They were afraid they’d be arrested.”
The police had faxed over a crime-scene photo of Magda Rose that shows her naked body propped up against a tree stump with a large cross whittled into the wood above her head.
“No victims to match Klosenova’s numbers six and seven?”
“They’re still searching, but nothing so far. We’re flying in the lead investigator from the Teru case to help with our investigation. He’ll be here in a few hours. He’s landing in Columbus at the crack of dawn.”
“In medias res.” Davis looks at me like he’s never heard the phrase before. “It means in the middle of something,” I explain. “We’ve caught our guy in the middle of whatever the hell he’s trying to do.”
Davis crushes his empty coffee cup in his fist. “You realize what this means, Luce? Not only in medias or whatever you said, but we got a transnational case now.”
I’d already thought of it. Separate states means that by law the FBI must be involved. Federal agents will be on the way to Willow’s Ridge to take over the case. Soon I’ll be excused and dispatched back to Columbus to await my next assignment.
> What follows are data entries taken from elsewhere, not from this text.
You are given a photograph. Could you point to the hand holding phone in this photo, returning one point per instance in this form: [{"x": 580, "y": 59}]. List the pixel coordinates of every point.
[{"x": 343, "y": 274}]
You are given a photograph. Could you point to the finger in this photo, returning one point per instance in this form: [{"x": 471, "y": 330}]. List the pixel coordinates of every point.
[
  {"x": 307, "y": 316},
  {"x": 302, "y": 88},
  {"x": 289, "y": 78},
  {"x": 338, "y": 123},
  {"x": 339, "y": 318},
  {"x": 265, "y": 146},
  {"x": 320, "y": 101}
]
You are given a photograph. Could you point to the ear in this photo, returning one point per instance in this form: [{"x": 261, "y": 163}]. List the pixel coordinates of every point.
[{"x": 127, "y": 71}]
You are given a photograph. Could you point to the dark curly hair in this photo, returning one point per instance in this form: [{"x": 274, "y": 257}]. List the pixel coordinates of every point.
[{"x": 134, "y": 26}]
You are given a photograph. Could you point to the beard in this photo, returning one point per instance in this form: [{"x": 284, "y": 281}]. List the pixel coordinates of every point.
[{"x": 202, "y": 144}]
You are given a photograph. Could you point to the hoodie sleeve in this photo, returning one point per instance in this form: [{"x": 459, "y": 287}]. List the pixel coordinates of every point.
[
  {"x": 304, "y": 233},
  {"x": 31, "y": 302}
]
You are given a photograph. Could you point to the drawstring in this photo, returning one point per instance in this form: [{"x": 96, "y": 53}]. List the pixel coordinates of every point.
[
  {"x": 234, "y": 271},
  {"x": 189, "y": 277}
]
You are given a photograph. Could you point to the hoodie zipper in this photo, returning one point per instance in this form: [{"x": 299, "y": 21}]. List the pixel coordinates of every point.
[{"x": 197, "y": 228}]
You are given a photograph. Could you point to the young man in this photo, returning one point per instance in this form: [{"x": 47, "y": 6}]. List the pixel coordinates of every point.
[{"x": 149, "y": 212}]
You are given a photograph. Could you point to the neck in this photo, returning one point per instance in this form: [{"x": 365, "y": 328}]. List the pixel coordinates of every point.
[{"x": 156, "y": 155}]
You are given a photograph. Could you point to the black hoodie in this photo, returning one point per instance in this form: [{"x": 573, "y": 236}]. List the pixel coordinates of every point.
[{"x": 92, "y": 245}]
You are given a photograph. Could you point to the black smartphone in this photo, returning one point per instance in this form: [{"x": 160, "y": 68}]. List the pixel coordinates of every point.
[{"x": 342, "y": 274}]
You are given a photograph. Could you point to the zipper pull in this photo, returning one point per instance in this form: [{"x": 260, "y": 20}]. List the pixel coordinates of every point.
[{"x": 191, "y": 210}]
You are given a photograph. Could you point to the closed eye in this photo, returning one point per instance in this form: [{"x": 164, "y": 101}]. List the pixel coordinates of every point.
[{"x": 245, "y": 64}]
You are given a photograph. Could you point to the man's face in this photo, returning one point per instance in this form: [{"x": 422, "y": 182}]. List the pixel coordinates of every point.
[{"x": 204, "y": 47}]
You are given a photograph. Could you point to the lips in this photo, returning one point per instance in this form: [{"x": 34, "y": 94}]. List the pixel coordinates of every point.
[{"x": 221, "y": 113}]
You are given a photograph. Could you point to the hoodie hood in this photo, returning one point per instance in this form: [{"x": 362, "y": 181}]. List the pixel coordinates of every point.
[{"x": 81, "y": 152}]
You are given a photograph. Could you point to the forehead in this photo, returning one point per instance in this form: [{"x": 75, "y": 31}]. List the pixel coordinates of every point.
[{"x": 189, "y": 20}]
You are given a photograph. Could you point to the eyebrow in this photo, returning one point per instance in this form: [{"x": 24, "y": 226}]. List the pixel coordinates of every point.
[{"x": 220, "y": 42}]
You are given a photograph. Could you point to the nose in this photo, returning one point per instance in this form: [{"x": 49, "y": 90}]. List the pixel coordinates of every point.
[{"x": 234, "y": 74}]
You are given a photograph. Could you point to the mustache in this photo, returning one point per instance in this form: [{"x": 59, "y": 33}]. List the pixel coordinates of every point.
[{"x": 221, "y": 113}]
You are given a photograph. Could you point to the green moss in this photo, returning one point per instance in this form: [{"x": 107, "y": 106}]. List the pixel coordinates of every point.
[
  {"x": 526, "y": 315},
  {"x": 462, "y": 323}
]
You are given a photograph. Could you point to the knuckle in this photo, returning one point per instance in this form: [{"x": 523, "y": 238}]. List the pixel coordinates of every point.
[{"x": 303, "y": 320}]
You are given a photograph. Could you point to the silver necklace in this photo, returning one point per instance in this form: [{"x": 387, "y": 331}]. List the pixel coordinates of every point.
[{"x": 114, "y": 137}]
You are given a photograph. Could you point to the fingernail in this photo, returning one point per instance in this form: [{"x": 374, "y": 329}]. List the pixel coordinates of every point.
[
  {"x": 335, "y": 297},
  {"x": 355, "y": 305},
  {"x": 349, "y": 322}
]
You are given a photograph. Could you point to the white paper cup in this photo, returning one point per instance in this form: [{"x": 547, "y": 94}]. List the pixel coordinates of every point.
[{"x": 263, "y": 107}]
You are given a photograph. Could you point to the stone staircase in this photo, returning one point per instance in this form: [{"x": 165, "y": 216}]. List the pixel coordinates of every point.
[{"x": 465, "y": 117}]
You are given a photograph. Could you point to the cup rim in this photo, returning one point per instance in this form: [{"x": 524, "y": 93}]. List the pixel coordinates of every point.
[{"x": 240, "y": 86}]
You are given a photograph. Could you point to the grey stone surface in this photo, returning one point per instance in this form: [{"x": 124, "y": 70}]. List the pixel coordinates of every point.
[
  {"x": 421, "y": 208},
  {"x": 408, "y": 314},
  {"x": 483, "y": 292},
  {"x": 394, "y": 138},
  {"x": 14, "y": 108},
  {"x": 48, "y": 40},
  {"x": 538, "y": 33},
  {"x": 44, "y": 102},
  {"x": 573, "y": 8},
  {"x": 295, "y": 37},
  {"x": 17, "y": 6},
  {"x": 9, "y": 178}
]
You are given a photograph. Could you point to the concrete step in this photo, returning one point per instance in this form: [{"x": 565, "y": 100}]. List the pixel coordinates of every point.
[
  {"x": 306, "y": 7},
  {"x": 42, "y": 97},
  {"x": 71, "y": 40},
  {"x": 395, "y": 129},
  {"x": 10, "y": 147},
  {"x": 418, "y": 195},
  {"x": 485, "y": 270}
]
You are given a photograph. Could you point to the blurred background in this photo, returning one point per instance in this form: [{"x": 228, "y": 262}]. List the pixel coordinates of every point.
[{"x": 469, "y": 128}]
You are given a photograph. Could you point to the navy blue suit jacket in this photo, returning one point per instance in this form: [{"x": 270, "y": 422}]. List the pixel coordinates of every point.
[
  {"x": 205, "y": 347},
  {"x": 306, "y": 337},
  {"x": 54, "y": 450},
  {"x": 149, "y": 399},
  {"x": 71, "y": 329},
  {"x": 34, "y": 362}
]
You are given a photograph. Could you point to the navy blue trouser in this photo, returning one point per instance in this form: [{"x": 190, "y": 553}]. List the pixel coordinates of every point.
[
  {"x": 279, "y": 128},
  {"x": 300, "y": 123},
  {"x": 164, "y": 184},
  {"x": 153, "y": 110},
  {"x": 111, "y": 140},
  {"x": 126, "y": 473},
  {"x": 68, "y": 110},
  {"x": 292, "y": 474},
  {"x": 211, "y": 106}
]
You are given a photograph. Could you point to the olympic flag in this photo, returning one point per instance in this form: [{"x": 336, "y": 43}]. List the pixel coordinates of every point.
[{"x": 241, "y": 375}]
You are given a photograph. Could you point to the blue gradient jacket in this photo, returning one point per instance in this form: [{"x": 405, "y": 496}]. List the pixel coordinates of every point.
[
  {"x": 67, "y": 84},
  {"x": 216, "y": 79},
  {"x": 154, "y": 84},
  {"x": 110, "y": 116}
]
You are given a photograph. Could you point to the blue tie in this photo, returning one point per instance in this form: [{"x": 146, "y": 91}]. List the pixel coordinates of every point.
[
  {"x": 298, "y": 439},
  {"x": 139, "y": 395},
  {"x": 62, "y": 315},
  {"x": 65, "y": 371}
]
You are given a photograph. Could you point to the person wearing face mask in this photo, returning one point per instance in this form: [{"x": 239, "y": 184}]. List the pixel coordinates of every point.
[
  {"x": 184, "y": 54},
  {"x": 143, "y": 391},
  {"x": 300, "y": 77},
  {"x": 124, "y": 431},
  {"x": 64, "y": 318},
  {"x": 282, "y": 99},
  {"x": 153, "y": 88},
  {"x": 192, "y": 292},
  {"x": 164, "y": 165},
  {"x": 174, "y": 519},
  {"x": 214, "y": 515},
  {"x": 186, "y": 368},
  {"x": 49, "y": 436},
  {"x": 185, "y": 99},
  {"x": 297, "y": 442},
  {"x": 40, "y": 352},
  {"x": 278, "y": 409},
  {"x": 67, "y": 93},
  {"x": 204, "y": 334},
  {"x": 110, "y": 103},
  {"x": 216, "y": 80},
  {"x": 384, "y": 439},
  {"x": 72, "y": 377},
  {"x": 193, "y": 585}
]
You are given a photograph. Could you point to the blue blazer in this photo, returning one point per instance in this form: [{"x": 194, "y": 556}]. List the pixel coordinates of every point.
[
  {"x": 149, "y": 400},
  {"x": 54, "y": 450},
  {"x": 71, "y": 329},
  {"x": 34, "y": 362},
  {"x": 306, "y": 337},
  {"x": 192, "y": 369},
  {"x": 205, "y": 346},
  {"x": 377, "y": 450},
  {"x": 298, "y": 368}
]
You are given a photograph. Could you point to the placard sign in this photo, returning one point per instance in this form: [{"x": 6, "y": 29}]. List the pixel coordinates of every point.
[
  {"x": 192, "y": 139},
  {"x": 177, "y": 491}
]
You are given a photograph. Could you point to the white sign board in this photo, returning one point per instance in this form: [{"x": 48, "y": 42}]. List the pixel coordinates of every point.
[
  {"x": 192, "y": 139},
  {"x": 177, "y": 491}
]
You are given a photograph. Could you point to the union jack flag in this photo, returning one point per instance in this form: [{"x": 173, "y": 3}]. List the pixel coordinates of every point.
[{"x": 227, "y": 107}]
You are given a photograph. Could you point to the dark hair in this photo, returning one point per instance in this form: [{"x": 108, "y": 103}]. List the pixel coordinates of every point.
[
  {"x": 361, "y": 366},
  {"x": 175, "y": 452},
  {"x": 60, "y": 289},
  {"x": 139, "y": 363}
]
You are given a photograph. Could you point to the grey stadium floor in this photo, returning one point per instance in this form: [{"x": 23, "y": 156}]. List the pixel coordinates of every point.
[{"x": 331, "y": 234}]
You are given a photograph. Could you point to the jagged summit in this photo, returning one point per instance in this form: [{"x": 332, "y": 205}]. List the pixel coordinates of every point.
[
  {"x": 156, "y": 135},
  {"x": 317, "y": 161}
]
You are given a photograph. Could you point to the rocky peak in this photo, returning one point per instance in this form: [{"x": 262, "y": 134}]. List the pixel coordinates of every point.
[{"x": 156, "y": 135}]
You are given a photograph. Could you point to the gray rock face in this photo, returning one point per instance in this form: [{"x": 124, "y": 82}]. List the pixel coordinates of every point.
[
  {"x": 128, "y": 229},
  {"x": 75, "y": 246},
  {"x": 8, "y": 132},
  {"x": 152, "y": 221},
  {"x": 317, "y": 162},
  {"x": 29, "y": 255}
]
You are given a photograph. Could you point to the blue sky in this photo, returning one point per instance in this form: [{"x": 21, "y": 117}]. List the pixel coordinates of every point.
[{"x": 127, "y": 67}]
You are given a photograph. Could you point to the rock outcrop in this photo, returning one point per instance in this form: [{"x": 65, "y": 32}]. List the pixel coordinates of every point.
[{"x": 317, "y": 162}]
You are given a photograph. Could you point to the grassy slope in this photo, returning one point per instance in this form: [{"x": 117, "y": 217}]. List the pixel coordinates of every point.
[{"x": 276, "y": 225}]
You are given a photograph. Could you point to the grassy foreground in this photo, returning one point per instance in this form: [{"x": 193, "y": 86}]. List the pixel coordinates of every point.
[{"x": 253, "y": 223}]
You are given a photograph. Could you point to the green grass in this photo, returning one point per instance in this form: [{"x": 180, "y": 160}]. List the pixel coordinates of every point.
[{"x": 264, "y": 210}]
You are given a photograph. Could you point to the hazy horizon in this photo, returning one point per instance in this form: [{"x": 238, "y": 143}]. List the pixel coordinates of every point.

I crush my own empty coffee cup. “I won’t go until this ends for good.”
Davis looks out the square side window at the cars scattered across the McDonald’s parking lot. There’s sadness in his eyes, but also sheer determination. He’s not letting go either.
Chapter Nineteen
White. Blinding white. That’s the only way to describe the hotel bathroom. Everything’s aglow—the tile floor, the enormous tub, the sink and counters. Rowan’s attributed this overlighting issue to the three full-throttle wattage bulbs and has removed two of them. For once, I’m in the bathroom without squinting against the light’s assault. The glow of the single bulb softly filters all around Rowan as she sits with her back to me on the edge of the tub in an oversized Indigo Girls T-shirt. The steaming water tumbles over her bare feet. She’s uncapped a vial of lavender oil and dribbles a few drops into the mix of the water. The bathroom explodes with the smell of calm and my exhausted body immediately responds; my shoulders, which have been locked up near my ears most of the week, finally release. I sit on the bathroom counter, still in my standard black clothing from work, and listen to the water pound over itself in rushing swirls. I can’t take my eyes off Rowan. The light shadows her slim neck and long hair into a beautiful portrait. Wild sienna-brown curls, growing fuller every second with the humidity of the bathroom, spill all around her back. I could sit here and take in the view for days.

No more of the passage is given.